What had been announced at the beginning of the year on a surprise basis, Ford in Brazil closed truck production at its San Pablo-Brazil plant on October 30. This is how 52 years of uninterrupted truck production ends in this factory, a former Willys Overland plant.

Ford had already made the decision, in the process of deep global restructuring, to try to make the company profitable again. For this reason, plant closures and model cuts have occurred on all continents. 

Ford's San Pablo factory was famous because off its lines also came vehicles such as the successful Ford Ka (original) and the new Fiesta.

Ford's goal in Brazil is to get out of the trucking business, to focus on highly profitable and lucrative vehicles for the brand. However, CAOA is working with the government of San Pablo to keep the plant open, producing Ford trucks under license. This news is not yet officially confirmed but, it is known that CAOA signed an agreement for an acquisition process. But in recent weeks there is a silence that only installs doubts.

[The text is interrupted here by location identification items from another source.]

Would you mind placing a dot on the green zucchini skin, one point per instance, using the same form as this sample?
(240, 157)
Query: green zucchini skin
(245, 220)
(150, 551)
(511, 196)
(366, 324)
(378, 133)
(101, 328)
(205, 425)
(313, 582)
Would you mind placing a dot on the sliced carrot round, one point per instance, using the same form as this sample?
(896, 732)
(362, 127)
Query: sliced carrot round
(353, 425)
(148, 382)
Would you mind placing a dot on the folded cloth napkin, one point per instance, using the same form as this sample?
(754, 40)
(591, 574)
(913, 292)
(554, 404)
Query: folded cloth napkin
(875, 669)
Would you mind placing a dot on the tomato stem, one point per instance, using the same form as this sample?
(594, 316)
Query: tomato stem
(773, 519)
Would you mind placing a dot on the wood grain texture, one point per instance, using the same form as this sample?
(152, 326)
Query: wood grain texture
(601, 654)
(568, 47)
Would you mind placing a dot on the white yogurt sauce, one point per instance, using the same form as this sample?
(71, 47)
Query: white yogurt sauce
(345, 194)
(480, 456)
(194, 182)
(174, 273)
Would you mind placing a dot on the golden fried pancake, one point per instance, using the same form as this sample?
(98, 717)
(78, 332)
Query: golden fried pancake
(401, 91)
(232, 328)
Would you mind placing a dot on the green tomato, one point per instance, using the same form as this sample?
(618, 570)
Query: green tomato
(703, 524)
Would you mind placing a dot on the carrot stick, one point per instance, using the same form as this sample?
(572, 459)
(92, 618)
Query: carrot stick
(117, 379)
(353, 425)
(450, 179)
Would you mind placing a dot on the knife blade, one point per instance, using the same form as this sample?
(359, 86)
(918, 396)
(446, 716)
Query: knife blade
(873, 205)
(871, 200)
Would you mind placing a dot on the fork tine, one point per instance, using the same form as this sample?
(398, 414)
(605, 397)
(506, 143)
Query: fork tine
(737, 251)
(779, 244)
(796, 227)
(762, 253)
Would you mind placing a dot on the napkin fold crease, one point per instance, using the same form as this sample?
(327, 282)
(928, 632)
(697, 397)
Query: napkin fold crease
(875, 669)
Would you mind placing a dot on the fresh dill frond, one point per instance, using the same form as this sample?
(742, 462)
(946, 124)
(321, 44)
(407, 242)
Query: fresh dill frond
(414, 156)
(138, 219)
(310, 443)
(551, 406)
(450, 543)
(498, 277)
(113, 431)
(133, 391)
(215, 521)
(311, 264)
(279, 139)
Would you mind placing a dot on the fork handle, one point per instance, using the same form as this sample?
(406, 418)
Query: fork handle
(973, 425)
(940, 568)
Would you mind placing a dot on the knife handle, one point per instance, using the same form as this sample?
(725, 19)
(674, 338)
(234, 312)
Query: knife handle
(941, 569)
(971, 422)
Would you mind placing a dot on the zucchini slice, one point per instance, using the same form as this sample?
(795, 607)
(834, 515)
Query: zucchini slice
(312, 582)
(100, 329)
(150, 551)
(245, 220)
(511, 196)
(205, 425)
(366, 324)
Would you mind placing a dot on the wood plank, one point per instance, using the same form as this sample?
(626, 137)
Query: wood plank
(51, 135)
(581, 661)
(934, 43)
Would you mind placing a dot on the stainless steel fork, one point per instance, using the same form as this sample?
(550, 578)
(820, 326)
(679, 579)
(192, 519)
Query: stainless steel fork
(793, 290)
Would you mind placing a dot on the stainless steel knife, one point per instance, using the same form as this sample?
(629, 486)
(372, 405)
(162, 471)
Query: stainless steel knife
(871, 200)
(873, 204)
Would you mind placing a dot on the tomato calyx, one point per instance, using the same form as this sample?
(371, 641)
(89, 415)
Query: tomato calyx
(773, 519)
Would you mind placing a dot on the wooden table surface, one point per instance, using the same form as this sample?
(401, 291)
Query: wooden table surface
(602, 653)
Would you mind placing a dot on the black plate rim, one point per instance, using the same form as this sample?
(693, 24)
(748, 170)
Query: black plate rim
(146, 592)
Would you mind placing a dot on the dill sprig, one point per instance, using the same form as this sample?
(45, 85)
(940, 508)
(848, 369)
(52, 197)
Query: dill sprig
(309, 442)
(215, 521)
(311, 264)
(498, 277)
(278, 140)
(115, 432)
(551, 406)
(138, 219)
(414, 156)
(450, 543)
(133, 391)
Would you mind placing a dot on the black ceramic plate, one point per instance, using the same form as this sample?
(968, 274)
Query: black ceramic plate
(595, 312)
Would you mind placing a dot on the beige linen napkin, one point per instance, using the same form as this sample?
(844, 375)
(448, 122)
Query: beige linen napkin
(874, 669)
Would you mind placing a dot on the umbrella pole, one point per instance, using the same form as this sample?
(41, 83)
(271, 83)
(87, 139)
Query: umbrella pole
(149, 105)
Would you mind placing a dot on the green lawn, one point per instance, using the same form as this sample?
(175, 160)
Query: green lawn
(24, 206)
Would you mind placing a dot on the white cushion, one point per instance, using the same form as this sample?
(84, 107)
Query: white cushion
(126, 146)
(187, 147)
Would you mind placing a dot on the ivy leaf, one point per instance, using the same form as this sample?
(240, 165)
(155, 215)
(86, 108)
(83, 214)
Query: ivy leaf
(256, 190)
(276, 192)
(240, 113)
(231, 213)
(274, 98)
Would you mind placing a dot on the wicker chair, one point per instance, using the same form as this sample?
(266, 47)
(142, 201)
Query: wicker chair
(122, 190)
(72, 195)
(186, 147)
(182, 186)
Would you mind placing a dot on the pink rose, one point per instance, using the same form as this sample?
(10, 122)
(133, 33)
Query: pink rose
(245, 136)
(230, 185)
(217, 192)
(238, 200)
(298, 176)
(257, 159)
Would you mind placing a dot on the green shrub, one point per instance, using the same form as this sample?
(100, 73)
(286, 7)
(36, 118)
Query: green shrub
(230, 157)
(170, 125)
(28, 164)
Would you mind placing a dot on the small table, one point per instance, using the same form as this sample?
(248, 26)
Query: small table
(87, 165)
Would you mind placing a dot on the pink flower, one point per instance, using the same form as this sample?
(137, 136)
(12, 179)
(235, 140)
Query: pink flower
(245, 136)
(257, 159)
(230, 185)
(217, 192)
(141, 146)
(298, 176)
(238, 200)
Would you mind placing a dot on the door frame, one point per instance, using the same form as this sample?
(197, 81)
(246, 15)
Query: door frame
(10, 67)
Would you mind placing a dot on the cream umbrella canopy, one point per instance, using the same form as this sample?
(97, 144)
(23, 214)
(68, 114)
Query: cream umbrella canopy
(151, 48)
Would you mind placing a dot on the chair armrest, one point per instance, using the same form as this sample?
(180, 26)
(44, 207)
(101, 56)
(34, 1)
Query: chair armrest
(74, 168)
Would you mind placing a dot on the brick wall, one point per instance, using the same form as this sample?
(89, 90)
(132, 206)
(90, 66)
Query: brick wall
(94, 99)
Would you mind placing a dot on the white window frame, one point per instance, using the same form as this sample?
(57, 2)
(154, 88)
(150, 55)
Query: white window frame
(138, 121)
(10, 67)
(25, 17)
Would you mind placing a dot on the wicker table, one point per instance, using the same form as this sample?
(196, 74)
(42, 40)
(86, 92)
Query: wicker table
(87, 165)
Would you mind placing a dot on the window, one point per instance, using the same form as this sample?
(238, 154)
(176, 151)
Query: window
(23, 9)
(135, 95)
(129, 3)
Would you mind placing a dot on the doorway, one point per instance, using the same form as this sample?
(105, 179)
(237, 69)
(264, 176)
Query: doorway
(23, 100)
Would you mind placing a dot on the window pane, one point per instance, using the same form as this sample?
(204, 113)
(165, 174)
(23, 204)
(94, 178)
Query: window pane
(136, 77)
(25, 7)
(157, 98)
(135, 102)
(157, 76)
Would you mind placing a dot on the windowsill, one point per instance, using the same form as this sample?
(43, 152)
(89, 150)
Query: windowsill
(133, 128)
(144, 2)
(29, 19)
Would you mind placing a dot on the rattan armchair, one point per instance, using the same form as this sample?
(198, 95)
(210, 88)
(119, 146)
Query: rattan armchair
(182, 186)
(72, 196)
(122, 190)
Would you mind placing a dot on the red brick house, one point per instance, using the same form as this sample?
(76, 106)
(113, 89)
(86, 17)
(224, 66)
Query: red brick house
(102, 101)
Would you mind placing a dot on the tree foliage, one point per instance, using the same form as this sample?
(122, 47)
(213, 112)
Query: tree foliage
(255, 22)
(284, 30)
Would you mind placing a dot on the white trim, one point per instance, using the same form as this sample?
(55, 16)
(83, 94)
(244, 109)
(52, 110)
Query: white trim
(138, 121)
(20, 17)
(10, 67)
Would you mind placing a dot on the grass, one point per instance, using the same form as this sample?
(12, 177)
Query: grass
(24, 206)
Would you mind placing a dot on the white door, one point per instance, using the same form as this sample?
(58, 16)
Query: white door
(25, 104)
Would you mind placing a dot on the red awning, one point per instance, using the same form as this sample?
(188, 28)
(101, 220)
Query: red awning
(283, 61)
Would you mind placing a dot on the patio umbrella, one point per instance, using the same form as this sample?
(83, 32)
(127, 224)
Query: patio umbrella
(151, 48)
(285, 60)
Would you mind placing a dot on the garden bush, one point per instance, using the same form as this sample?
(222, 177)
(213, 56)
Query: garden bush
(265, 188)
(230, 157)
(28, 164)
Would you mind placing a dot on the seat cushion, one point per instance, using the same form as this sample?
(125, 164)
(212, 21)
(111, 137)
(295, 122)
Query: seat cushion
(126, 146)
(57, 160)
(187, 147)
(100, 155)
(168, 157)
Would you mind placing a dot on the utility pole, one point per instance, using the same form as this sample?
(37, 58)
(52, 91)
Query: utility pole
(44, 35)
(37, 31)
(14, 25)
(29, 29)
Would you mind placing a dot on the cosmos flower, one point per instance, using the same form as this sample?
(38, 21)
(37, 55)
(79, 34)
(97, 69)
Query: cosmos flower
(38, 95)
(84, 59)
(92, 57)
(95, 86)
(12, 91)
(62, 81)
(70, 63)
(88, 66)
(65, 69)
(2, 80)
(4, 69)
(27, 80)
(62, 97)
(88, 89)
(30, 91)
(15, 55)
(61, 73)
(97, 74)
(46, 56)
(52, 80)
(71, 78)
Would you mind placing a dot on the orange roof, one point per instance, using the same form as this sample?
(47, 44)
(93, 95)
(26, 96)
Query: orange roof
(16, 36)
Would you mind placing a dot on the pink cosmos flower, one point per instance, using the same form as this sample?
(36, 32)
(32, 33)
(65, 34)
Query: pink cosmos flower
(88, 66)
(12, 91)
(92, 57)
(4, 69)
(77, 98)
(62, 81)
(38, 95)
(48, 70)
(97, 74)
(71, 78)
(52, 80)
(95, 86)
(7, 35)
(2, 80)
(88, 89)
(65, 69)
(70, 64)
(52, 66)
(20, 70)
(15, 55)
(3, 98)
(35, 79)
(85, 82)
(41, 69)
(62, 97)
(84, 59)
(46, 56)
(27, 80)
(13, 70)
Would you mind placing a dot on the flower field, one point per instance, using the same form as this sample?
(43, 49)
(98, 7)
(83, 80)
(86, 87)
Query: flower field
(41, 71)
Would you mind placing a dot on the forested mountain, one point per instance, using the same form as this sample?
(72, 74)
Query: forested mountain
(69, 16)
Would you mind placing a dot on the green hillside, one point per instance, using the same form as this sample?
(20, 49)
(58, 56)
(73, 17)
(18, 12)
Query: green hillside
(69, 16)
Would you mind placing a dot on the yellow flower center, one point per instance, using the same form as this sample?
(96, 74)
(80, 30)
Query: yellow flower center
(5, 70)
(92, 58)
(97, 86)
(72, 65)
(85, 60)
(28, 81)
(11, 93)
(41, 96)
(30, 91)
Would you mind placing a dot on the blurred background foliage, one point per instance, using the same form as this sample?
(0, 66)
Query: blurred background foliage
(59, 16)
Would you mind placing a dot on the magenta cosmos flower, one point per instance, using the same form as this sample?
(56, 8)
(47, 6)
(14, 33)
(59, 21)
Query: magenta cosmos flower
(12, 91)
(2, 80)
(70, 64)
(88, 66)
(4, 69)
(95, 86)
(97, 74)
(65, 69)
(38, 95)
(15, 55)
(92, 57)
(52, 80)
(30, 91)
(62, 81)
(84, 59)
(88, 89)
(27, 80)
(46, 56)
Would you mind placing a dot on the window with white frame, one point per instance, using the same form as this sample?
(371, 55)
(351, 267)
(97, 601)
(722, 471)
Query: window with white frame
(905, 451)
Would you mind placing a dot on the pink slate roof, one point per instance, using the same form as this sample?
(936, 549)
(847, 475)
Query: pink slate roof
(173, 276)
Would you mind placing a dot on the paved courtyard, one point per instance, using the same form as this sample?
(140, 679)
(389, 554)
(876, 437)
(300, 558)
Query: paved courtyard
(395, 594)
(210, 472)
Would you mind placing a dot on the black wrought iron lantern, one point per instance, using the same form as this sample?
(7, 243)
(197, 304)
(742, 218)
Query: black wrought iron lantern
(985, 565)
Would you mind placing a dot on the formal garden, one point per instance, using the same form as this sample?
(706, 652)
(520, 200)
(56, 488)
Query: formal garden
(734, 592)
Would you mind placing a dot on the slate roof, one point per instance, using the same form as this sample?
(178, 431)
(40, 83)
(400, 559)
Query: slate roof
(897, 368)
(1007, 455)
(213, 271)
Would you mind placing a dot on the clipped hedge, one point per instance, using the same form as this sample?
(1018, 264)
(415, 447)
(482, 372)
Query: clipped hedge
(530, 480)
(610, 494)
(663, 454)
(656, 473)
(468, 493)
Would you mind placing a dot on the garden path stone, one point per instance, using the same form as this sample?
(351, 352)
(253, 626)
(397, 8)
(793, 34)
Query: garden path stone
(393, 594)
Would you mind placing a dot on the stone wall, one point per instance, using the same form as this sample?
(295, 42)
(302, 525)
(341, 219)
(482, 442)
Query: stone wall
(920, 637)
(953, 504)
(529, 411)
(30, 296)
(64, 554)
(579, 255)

On October 30, production of Cargo, F 4000 and F 350 trucks came to am end in Brazil, with only about 650 workers remaining, of the nearly 3,000 it had.

With this decision, Ford seeks to reconvert truck dealers to selling SUVs and Ranger pickups. Still there is also a strong rumor in Brazil that Ford will not continue local truck production as Ford trucks could be imported from Ford-Otosan in Turkey. This goes hand in hand with the Bolsonaro proposal, of greater openness to the world reducing import tariffs to those you saw extra Mercosur, lowering them to 12%.  With the closure of this plant closes a history of almost 100 years of presence of Ford trucks throughout South America...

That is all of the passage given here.